Leetcode #298: Binary Tree Longest Consecutive Sequence
In this guide, we solve Leetcode #298 Binary Tree Longest Consecutive Sequence in Python and focus on the core idea that makes the solution efficient.
You will see the intuition, the step-by-step method, and a clean Python implementation you can use in interviews.

Problem Statement
Given the root of a binary tree, return the length of the longest consecutive sequence path. A consecutive sequence path is a path where the values increase by one along the path.
Quick Facts
- Difficulty: Medium
- Premium: Yes
- Tags: Tree, Depth-First Search, Binary Tree
Intuition
We need to explore a structure deeply before backing up, which suits DFS.

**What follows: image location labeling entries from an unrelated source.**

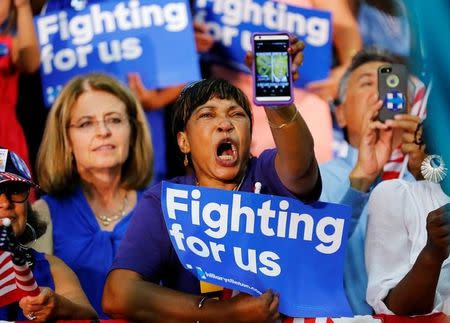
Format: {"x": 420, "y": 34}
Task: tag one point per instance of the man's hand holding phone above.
{"x": 392, "y": 90}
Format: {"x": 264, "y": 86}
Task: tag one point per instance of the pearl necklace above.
{"x": 107, "y": 220}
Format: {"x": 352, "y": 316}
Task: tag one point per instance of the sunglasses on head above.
{"x": 16, "y": 192}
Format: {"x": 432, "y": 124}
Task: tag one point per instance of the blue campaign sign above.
{"x": 252, "y": 242}
{"x": 151, "y": 37}
{"x": 232, "y": 22}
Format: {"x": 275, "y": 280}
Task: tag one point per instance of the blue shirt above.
{"x": 336, "y": 189}
{"x": 80, "y": 242}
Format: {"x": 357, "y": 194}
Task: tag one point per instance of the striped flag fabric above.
{"x": 15, "y": 281}
{"x": 16, "y": 278}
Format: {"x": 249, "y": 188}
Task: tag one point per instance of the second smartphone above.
{"x": 392, "y": 88}
{"x": 272, "y": 77}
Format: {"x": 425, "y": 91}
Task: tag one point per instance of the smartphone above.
{"x": 272, "y": 77}
{"x": 392, "y": 89}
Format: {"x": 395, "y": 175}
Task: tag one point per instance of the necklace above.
{"x": 236, "y": 188}
{"x": 107, "y": 220}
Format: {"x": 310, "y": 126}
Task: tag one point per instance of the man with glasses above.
{"x": 62, "y": 296}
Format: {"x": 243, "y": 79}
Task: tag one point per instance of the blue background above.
{"x": 168, "y": 58}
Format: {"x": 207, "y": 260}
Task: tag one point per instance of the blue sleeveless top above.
{"x": 80, "y": 242}
{"x": 43, "y": 277}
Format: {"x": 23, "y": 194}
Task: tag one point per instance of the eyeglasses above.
{"x": 90, "y": 125}
{"x": 16, "y": 192}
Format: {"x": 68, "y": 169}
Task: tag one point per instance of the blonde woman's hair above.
{"x": 56, "y": 169}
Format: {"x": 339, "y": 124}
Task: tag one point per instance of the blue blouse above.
{"x": 80, "y": 242}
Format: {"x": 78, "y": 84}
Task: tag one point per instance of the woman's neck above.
{"x": 102, "y": 186}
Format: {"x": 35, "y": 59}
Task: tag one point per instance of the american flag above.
{"x": 16, "y": 278}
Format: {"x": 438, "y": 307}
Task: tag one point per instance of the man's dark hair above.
{"x": 366, "y": 55}
{"x": 198, "y": 93}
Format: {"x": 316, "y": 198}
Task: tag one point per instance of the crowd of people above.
{"x": 90, "y": 210}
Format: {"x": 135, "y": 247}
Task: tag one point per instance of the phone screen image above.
{"x": 392, "y": 89}
{"x": 272, "y": 69}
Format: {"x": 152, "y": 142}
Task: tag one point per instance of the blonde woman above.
{"x": 94, "y": 161}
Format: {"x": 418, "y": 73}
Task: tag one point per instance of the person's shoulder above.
{"x": 399, "y": 186}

DFS keeps local context on the call stack and is easy to implement recursively.
Approach
Define a recursive DFS that carries the necessary state.

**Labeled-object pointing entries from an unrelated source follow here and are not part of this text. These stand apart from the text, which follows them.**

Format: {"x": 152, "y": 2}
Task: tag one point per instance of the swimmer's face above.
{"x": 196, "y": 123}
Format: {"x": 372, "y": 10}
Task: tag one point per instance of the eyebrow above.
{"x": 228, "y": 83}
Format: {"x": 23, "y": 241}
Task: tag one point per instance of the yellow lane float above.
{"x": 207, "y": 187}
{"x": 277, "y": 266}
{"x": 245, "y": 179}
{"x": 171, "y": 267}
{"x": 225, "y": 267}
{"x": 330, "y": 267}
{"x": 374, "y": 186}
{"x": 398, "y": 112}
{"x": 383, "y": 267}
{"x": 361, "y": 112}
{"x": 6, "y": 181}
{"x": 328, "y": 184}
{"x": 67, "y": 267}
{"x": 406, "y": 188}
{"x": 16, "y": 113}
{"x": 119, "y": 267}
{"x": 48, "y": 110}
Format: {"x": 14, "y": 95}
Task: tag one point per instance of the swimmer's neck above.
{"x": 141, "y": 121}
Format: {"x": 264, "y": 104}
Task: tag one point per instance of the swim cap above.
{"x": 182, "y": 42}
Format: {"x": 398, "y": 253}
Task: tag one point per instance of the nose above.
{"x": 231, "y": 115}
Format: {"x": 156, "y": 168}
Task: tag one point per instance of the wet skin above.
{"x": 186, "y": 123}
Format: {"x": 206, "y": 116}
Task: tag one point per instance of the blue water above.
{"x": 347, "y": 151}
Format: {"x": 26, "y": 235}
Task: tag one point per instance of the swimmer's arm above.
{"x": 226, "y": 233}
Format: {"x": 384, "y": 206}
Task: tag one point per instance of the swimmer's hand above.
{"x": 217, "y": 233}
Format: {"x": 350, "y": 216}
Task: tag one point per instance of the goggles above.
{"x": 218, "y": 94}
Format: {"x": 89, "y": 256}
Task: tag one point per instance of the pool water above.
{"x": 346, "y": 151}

Combine child results as the recursion unwinds.
Steps:
- Define a recursive DFS with state.
- Visit children and combine results.
- Return the final aggregation.
Example
Input: root = [1,null,3,2,4,null,null,null,5]
Output: 3
Explanation: Longest consecutive sequence path is 3-4-5, so return 3.
Python Solution
# Definition for a binary tree node.
# class TreeNode:
# def __init__(self, val=0, left=None, right=None):
# self.val = val
# self.left = left
# self.right = right
class Solution:
def longestConsecutive(self, root: Optional[TreeNode]) -> int:
def dfs(root: Optional[TreeNode]) -> int:
if root is None:
return 0
l = dfs(root.left) + 1
r = dfs(root.right) + 1
if root.left and root.left.val - root.val != 1:
l = 1
if root.right and root.right.val - root.val != 1:
r = 1
t = max(l, r)
nonlocal ans
ans = max(ans, t)
return t
ans = 0
dfs(root)
return ans
Complexity
The time complexity is O(V+E). The space complexity is O(V).
Edge Cases and Pitfalls
Watch for boundary values, empty inputs, and duplicate values where applicable. If the problem involves ordering or constraints, confirm the invariant is preserved at every step.
Summary
This Python solution focuses on the essential structure of the problem and keeps the implementation interview-friendly while meeting the constraints.